Frequently Asked Questions:
SaaS and SAS 70 | Software as a Service and Auditing Standards No. 70
SAS 70 audits are being performed on Software as a Service (SaaS) entities at a feverish pace, and for a number of reasons. The growing surge of regulatory compliance legislation, such as Sarbanes Oxley, HIPAA, Gramm Leach Bliley, just to name a few, are without question creating the biggest compliance demands on SaaS service providers.

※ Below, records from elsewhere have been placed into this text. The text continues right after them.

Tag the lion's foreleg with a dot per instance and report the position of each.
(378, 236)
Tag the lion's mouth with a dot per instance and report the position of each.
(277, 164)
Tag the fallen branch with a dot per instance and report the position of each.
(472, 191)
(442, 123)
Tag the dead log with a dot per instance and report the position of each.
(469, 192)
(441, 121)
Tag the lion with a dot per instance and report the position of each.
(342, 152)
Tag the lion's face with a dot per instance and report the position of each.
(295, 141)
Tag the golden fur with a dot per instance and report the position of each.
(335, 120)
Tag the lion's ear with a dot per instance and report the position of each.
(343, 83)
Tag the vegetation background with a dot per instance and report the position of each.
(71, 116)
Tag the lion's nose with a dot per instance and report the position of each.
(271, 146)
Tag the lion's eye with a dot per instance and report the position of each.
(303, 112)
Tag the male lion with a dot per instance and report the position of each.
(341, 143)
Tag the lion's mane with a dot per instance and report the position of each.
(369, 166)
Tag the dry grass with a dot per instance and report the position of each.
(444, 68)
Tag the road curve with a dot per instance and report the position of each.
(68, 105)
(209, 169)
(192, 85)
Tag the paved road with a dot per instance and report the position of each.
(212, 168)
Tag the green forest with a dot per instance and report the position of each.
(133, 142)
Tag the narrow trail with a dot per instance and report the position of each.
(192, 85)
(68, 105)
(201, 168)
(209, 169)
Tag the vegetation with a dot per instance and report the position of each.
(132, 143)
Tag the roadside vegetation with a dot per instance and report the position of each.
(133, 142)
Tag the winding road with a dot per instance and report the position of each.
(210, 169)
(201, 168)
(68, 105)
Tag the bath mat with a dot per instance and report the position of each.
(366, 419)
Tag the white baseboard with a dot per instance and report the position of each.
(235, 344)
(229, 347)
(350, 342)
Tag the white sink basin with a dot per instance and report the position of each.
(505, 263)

But wrapped into these compliance demands is the natural evolution of SaaS entities that have further pushed the SAS 70 requirements on them. Specifically, the development and hosting of software applications, a primary function of the SaaS industry, has grown tremendously in the past 3 to 5 years as businesses move away from the traditional client server mentality. As such, a due diligence audit was greatly needed for ensuring these very SaaS providers have a strong system of internal controls for safeguarding sensitive data along with validation that their core daily operational activities are carried out in safe and secure manner. Thus, the emergence of the SaaS industry coincided with the advent of Sarbanes-Oxley (SOX) and the great push for regulatory compliance mandates. Ultimately, SAS 70 audits quickly became the de facto auditing standard for evaluating SaaS industries and the relationship has become even stronger over the years and will continue to do so as the years pass.
Attention SaaS service providers. SAS 70 audits, if not already, will soon become an annual part of your growing regulatory compliance mandates for years to come. The SAS 70 auditing standard is a flexible and scalable standard that readily adapts to the demanding needs of any industry, particularly the SaaS industry.